He’d little idea how she felt. What right did he have to think she shouldn’t have dreams like everyone else in her town? In the past, men hadn’t got close to May, and closeness had made her feel uncomfortable, yet now it wasn’t fear she felt, but love. Then later there was the incident with the stick. This time, though, she was ready to fight her dad as she was anyone who tried to stand in her way!
“Anyway,” he muttered, as he gazed guiltily, she was sure, at her sightless eyes, whilst she stood quietly by the cracked hearth.
“Don’t you think that this is all rather sudden, as well as being bloody foolish and ill-thought-out? Ah well, this won’t buy the baby a new dress, or pay the old women her thru pence” he muttered, as he crunched his peppermint stripe, dropping the wrapper into a tin mug of cold tea on the cracked hearth.
“It never helps to get carried away, our May.

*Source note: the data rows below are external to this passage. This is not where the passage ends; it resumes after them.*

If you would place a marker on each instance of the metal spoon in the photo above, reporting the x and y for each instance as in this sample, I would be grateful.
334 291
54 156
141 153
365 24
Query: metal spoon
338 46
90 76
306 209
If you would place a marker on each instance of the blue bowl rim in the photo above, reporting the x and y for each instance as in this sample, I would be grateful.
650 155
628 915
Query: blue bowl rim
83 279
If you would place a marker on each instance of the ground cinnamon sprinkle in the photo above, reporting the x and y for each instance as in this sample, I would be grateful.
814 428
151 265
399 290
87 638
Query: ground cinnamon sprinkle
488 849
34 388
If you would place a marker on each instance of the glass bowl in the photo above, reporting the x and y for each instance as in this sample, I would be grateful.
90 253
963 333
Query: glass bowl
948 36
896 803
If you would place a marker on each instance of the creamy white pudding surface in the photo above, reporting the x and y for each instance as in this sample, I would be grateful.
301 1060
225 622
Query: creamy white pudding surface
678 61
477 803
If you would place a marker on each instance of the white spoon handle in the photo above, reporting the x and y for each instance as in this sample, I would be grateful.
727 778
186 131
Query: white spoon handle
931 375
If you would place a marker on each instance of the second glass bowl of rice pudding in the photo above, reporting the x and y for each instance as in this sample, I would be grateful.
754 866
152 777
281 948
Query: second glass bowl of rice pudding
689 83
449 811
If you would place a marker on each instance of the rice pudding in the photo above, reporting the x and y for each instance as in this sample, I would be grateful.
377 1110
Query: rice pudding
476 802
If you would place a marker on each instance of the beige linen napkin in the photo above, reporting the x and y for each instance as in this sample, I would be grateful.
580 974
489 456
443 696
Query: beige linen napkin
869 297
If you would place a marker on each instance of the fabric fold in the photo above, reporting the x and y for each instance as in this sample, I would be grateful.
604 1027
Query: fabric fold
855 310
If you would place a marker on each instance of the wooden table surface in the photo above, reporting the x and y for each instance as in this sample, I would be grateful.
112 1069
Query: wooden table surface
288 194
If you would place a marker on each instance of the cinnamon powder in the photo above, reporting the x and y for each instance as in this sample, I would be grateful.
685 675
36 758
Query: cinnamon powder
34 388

You know we will always look after you whilst we can!”
Her mum stretched across the dining room table, bought years earlier from an auction house.
Tuesday was traditionally the day for cutting up strips of newspaper for their outside lavatory.
“What’s to be done said her mother, as she furiously slashed with her scissors at yesterday’s news. May reached out to touch the steadily growing heap of newspapers upon the oil cloth covered table and thought about such pointless frugality. Everything in their house was making do and mend, so when the sash-cord in their bay window snapped her father hammered it shut.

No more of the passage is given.